Not to be left out, Nissan is also bringing a truck to the North American International Auto Show. An official announcement on the next generation Frontier is likely coming soon, but we only have to wait until January to see the new Titan. A V8 will definitely still be available, but there have been rumors of a V6 option as well. Cummins is chipping in to offer a 5.0 liter diesel V8, the first diesel eight-cylinder to be offered in the full-size truck segment. Regardless, don’t be surprised to see a more refined look with a modern, high quality interior and loads of options to bring it in line with other modern pickups.
Perhaps even more exciting than the redesigned Tacoma and Titan though, Ford is bringing the redesigned F-150 SVT Raptor to Detroit. The first generation took the truck market by storm when it went on sale back in 2009, and the second generation should be even more extreme, even more ridiculous, and even more capable off-road. Interestingly enough, despite the SVT Raptor’s sales success, no one else has introduced a direct competitor yet. You never know though. It could still happen.
As the competition heats up in the truck market, however, you can expect accelerated innovation to continue just like we saw in the midsize sedan segment. Regardless of which direction gas prices go, regulatory pressure to improve fuel economy across the board is going to push manufacturers to continue to find more ways to squeeze extra efficiency out of their engines.
Features and technologies that are currently available on luxury cars can also be expected to find their way into trucks at a much faster rate. And if midsize trucks sell as well as they’re expected to, there’s a good chance that other manufacturers may be tempted to introduce their own models into the segment.
One issue that can’t be overlooked though is price. Advanced engine technology, luxury features, and technology doesn’t come cheaply, and that means manufacturers are having to charge more for their trucks. Buyers who last purchased a truck 10 years ago would be shocked to see the prices that their local dealerships are charging. You can option a GMC Canyon up well over $40,000, and a Ford F-150 with all the options is well over $60,000.
As prices on pickup trucks creep up well past some luxury cars and sports cars, don’t be terribly surprised if a budget-friendly alternative finds its way into the market.

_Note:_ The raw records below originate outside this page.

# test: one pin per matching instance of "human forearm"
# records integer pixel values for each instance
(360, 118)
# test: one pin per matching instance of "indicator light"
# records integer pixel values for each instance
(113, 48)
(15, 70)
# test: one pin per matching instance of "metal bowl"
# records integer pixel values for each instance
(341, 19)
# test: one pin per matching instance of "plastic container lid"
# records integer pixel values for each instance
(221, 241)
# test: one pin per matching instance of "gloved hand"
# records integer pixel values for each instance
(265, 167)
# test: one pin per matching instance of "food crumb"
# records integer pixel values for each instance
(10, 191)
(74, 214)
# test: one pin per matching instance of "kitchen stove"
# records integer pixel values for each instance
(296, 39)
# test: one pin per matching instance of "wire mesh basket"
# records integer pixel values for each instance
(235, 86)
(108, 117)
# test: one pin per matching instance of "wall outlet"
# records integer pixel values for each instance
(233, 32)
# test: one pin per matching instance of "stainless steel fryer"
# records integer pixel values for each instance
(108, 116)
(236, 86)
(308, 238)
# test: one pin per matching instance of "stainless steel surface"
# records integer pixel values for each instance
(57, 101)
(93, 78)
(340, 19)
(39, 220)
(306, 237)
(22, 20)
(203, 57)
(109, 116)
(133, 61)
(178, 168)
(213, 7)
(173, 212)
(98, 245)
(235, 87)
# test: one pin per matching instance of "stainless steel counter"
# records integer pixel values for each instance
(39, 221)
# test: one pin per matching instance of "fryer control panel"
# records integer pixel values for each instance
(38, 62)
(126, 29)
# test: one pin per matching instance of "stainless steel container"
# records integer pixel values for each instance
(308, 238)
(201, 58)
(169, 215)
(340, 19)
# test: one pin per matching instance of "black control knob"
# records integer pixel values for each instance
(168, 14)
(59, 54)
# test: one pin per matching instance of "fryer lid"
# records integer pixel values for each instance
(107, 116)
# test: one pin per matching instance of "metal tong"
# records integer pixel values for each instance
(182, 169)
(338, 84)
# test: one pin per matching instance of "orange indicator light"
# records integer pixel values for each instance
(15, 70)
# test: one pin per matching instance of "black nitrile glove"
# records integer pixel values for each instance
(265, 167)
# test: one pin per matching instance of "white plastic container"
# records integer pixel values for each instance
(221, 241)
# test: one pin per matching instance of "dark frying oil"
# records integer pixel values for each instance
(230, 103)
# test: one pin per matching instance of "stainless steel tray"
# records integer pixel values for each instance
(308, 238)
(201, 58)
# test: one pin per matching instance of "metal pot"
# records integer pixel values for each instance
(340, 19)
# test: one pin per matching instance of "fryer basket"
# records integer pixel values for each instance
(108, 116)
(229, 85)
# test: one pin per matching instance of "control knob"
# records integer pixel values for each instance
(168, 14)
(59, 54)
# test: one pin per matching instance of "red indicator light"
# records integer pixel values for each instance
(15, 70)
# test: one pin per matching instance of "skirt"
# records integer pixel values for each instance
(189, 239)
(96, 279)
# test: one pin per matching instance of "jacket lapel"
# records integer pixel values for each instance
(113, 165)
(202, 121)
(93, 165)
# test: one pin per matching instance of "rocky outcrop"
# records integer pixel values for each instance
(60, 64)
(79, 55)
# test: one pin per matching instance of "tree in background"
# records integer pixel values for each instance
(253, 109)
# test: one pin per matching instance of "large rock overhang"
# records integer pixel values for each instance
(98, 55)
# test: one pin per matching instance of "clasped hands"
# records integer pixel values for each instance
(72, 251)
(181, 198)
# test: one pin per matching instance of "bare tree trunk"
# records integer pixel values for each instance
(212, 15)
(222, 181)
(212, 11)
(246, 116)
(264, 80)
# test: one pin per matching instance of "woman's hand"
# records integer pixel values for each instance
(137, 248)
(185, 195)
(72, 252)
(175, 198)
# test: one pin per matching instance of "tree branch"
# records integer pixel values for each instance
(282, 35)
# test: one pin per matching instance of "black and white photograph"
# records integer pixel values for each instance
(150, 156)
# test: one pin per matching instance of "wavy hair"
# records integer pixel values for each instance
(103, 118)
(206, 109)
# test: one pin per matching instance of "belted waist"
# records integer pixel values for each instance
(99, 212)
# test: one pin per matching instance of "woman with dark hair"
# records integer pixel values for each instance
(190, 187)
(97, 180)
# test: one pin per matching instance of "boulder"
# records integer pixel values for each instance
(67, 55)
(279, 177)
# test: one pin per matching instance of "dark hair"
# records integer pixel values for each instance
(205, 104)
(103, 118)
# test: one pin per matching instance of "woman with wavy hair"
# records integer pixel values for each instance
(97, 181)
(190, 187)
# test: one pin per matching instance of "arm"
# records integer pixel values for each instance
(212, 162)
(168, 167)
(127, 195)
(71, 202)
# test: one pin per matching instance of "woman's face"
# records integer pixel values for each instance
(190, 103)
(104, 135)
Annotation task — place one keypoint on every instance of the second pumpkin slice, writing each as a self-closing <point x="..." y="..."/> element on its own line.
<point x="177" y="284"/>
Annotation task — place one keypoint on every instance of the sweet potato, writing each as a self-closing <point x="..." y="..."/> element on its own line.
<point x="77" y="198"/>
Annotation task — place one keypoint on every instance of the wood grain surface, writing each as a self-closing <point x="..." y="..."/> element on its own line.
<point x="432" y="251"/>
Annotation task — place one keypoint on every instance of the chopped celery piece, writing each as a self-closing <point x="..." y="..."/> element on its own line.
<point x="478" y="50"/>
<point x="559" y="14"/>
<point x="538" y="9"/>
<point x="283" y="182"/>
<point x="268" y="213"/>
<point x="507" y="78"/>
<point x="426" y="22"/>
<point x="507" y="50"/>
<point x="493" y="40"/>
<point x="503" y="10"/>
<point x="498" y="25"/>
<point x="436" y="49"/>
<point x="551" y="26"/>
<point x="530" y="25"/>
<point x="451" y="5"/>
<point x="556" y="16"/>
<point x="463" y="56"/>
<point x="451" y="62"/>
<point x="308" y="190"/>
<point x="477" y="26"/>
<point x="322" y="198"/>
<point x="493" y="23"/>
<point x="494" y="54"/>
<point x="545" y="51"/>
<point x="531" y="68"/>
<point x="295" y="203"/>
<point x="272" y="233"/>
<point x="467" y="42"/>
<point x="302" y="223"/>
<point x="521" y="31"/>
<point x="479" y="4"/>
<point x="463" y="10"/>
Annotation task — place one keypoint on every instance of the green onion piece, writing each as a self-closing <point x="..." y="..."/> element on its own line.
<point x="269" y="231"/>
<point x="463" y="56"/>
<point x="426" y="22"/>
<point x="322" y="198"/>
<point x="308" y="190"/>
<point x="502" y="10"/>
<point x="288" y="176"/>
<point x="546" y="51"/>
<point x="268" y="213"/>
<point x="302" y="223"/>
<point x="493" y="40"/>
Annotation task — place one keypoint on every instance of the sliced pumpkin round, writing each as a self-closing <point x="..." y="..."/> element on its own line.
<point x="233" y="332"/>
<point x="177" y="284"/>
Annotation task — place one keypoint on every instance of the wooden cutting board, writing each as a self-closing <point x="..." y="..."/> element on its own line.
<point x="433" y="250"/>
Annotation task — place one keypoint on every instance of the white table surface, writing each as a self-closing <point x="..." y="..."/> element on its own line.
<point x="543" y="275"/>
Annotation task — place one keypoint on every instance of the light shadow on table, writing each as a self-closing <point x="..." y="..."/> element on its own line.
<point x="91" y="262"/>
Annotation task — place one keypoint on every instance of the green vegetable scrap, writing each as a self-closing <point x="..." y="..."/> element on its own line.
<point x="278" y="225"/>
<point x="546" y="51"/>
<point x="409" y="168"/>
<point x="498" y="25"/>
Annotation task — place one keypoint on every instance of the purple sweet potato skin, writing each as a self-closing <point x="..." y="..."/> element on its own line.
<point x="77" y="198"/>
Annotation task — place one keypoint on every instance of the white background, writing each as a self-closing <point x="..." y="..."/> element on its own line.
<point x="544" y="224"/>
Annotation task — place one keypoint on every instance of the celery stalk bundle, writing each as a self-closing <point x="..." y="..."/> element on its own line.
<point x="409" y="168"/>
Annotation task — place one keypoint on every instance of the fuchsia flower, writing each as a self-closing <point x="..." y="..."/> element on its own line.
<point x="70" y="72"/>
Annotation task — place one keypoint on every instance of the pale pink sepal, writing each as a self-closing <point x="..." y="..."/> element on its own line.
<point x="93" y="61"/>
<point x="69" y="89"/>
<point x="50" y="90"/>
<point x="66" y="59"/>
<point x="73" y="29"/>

That could be the upcoming redesigned Nissan Frontier, but there’s also a second generation Honda Ridgeline slated for the future. Could that be the wallet-friendly midsize pickup truck that’s missing from the U.S. market?
Regardless, if you’re a fan of trucks, sit back and enjoy the next several years because you’re in for one heck of a fun ride. The future is bright, and the competition is about to get very, very hot. In another 10 years, don’t be surprised if the previous 10 years’ pickup trucks feel like complete dinosaurs next to what you’re driving.